Видел я, видел, что ему требуется.

— Много дров, прорва, — говорю, кивая.

А он все вокруг да около вертится:

— Оно бы и незаметно, если б одну телегу нагрузить.

— Незаметно, ясное дело, если б все вдруг ослепли.

— А ты скажи тому, кто глазастый, чтоб зажмурился.

— Совет хорош, — говорю. — Вот вы первый и зажмурьтесь.

Возница так сверкнул на меня глазами, будто стрелу отравленную пустил. Но одолел себя, сделал еще попытку:

— Мне бы хоть полтелеги, чтоб порожняком не вертаться.

Сердце у меня доброе, на его сторону встало.

— Ладно, — говорю, — валежник берите.

Ну, старик разгорелся, телегу нагрузил с верхом.

— Разве ж мы так договаривались? — спрашиваю.

А он мне:

— Ну, перехватил чуть-чуть, за мною не пропадет, отслужу.

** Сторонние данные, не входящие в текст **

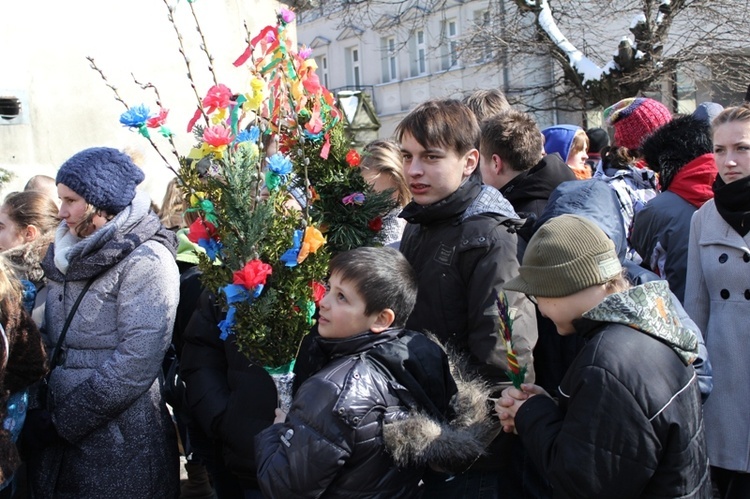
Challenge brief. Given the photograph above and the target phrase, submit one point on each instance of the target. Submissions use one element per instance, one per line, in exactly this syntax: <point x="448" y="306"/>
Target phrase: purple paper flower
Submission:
<point x="355" y="198"/>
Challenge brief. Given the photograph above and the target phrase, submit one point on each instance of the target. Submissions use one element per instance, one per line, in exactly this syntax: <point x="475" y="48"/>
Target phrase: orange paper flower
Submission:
<point x="312" y="241"/>
<point x="253" y="273"/>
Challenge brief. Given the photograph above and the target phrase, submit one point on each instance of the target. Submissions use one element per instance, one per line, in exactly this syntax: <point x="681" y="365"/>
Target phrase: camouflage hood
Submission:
<point x="648" y="308"/>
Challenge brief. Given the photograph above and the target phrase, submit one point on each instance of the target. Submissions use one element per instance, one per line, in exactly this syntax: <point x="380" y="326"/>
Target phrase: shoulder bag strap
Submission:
<point x="56" y="354"/>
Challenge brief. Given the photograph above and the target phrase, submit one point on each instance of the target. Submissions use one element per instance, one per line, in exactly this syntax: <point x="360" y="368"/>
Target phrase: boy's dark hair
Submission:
<point x="382" y="276"/>
<point x="515" y="137"/>
<point x="446" y="123"/>
<point x="676" y="144"/>
<point x="487" y="103"/>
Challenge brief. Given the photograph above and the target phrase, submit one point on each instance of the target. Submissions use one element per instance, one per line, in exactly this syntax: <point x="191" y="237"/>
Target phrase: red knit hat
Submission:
<point x="634" y="119"/>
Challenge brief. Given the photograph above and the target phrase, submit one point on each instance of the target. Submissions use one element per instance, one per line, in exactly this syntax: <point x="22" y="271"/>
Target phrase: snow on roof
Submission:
<point x="579" y="62"/>
<point x="637" y="19"/>
<point x="349" y="102"/>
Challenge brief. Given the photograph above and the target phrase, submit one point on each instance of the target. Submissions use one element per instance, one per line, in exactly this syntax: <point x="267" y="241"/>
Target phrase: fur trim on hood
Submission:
<point x="420" y="440"/>
<point x="676" y="144"/>
<point x="27" y="258"/>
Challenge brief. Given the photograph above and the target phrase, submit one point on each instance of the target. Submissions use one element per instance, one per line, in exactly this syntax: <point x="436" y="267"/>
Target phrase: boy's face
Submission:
<point x="434" y="173"/>
<point x="342" y="310"/>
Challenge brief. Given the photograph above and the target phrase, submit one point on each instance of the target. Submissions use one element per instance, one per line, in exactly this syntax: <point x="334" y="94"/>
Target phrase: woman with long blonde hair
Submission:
<point x="382" y="166"/>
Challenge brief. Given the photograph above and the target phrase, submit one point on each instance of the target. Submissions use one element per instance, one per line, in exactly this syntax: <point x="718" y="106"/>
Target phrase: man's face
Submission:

— Не нужно мне от вас ничего, — сказал я, — а вот когда в другой раз окажетесь в этих краях, привезите что-нибудь почитать. Если хорошие будут книжки, еще дровишками разживетесь.

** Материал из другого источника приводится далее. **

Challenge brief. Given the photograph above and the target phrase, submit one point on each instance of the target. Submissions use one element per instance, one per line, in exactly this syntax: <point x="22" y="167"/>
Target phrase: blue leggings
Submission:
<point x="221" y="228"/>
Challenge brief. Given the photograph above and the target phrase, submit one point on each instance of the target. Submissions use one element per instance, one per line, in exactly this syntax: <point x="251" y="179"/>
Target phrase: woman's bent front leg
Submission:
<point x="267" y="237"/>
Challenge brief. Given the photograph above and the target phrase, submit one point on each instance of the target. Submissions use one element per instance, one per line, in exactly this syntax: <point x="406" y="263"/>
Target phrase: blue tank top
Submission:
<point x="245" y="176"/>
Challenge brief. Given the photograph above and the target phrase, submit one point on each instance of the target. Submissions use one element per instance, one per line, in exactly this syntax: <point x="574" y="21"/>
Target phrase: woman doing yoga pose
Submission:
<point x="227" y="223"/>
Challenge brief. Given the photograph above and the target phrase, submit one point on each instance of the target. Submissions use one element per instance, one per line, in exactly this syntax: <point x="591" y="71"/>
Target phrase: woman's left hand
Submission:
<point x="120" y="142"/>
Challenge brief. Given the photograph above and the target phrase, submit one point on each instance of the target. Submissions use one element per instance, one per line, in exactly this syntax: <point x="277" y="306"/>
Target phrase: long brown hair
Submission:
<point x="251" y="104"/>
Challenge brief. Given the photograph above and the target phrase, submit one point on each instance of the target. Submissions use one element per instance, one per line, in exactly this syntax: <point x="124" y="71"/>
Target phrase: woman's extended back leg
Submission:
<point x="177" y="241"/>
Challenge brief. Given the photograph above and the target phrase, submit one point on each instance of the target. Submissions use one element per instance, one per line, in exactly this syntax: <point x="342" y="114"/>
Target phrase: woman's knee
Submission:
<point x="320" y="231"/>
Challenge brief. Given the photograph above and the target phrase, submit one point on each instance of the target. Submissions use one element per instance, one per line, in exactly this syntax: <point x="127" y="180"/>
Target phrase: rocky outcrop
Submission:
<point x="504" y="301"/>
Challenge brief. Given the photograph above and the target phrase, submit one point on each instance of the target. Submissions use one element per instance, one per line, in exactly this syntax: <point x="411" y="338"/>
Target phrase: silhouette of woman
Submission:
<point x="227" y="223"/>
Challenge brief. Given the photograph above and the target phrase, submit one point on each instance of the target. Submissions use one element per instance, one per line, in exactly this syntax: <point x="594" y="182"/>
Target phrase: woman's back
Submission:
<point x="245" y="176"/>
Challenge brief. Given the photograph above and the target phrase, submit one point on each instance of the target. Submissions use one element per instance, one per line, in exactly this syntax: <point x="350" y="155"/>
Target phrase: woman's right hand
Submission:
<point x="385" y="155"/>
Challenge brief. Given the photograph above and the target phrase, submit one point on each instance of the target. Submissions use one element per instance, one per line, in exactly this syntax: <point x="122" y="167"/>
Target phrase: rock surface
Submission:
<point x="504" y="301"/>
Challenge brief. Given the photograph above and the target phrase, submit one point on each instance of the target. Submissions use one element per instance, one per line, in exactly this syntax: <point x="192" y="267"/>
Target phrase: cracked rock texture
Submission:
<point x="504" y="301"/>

На том и распрощались. Время шло к полудню, решил я перекусить и Блоху угостил. Потом вернулся к поленницам, чтобы со счетом покончить. Вышло больше девяти сотен на двенадцать саженей. Я вернулся к началу, пересчитал сызнова. Словом, весь день после обеда тому посвятил, чтобы по справедливости все сосчитать, но, сколько ни старался, все равно не девятьсот выходило, а на двенадцать саженей больше. Морока, да и только! В конце концов пометил я эти двенадцать саженей буквою «А», что значило «Абель», — остальное уж было дело мое.

С тем и ночь застала меня, и прошла она мирно-спокойно.

Наутро, покончив с домашними делами и с дойкой, решил я окрестности оглядеть, знакомство свести с деревьями, ручьями, взгорьями и горными склонами, скалами, дорогами и тропинками. Взял с собою топорик, кликнул Блоху; за два дня она совсем оправилась под моим присмотром, шкура лоснилась, что твой медный крейцер. Снарядился я, значит, и отправился делать смотр нехоженому лесному царству, которому был теперь единственным владыкой.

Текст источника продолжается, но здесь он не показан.